7-year-old: Can we leave the house?
Me: We could go for a walk.
7: And then what?
Me: Come back to the house.
7: I’ll just stay here.
“Is my wife asleep or dead?”
It’s a game I play by picking up her phone.
[Ice Cream Truck]
John Cena: I’ll take an Icee, please.
Ice Cream Truck Driver: Icee? You?
Cena: *grabs driver’s shirt* No, you can’t.
I always say “goodbye” to the Wal-Mart greeter, just to close that loop.
Establish dominance by saying “I thought you’d say that” in response to everything anyone says to you.
Popeye: Whys you we’rin glasses? A-gah-gah-gah
Brutus: Doc says I need em bad
Olive: Hiya fellas
Brutus: *jumps back* THAT’S HOW YOU LOOK?
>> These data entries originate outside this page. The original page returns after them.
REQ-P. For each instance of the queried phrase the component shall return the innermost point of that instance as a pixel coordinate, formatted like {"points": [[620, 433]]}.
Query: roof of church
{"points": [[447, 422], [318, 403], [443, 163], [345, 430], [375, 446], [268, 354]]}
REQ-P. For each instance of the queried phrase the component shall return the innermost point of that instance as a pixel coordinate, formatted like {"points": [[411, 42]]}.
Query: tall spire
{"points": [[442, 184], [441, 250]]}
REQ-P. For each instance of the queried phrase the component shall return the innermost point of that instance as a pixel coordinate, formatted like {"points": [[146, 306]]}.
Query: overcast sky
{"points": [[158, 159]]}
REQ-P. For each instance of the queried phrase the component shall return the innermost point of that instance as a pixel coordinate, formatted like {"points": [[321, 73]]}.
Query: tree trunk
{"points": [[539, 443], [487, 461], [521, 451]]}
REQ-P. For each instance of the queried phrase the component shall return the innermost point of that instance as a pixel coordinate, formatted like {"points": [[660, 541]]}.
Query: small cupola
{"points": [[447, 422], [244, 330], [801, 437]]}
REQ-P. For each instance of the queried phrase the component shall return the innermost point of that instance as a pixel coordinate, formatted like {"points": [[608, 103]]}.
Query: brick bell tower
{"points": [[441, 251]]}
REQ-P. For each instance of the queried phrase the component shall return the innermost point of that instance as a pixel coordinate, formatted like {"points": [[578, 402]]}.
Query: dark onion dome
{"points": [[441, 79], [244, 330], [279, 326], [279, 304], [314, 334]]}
If you want to know what cereal you don’t have ask one of the kids what they want for breakfast.
Just shoveled for 30 minutes so the pizza guy could deliver my food
Priorities
i’m sorry i didn’t text you back i’m really busy watching the wolf of wall street in the form of two minute clips on tik tok
Wife: The soap recipe calls for essential oils
Me: *pours*
Wife: And now lye
Me: I’m *not* attracted to several of the Muppets
Wife: What
Me: What
Tinder, but it’s an app that you and your wife have for local restaurants, when you both swipe on a match, that’s were you go for dinner.
It’s like grandpa always used to say, “even though granny washed them, I could always tell which underwear I wore on Taco Tuesday.”
ME: honey, just tap me on the arm tonight if you think I’ve gotten too drunk
WIFE: I’ve been tapping your arm for the last 2 hours
Therapist: what’s your biggest issue with your husband?
Wife: he gives me no privacy
Me: [tapping on window from outside] that’s not true
Me *looking at 50 caskets in church* this is weird
Waldo’s wife *dabbing eyes* it’s what he would’ve wanted
My kid can’t remember if it’s “heck” or “hell” that he’s not supposed to say in school, so he’s been switching between them both and I’ll just go ahead and pencil in a meeting with his teacher now
I took someone else’s coffee at Starbucks. I’m Tiffany now
Be myself?
BE MYSELF?!?!
You don’t care if I ever get laid again, do you?